9. The system according to claim 8, characterized in that, The electromagnetic-environment-structure coordinated control module is coupled with a pre-compensation unit; The pre-compensation unit receives the deformation prediction value, calculates the associated structural compensation parameters in advance within the preset look-ahead time period, and performs the pre-distortion compensation adjustment on the antenna array in advance. After the predicted time point is reached and the actual deformation occurs, the residual is calculated using the measured deformation data fed back from the four-dimensional perception results. The residual is then used to generate a correction signal to update the closed-loop error compensation parameters of the previous execution.

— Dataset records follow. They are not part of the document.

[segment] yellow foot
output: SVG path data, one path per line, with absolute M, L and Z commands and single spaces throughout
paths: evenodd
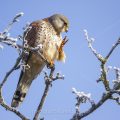
M 60 47 L 59 47 L 59 49 L 58 49 L 58 51 L 59 52 L 62 52 L 63 51 L 63 47 L 65 46 L 65 44 L 68 42 L 68 39 L 67 39 L 67 37 L 65 36 L 65 38 L 63 39 L 63 41 L 62 41 L 62 43 L 61 43 L 61 45 L 60 45 Z

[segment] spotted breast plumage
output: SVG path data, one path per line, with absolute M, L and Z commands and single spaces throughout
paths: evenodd
M 61 48 L 62 32 L 67 32 L 69 27 L 68 19 L 61 14 L 54 14 L 48 18 L 32 22 L 29 30 L 24 33 L 27 44 L 31 47 L 41 45 L 40 52 L 51 64 L 55 60 L 65 61 L 65 53 Z M 25 64 L 29 65 L 29 69 L 21 71 L 19 82 L 14 93 L 11 106 L 18 107 L 24 100 L 26 93 L 32 81 L 40 74 L 45 62 L 36 54 L 30 52 L 25 56 Z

10. The system according to claim 4, characterized in that, The cross-system collaboration and anomaly handling module includes an air-ground collaborative deformation compensation unit and a deformation anomaly handling unit. The air-to-ground cooperative deformation compensation unit is used to send the three-dimensional dynamic deformation field and its prediction data inside the system to the ground base station, and to receive the transmission power and modulation coding adjustment feedback sent in reverse by the ground base station, so as to realize the joint update of the beam pointing at both ends of the air-to-ground transceiver. When the deformation anomaly processing unit detects that the array is at the irreversible extreme deformation level, it executes the array reconstruction protection mechanism and injects forced deceleration and attitude correction commands into the upper-level UAV flight control system to suppress further aerodynamic load deformation.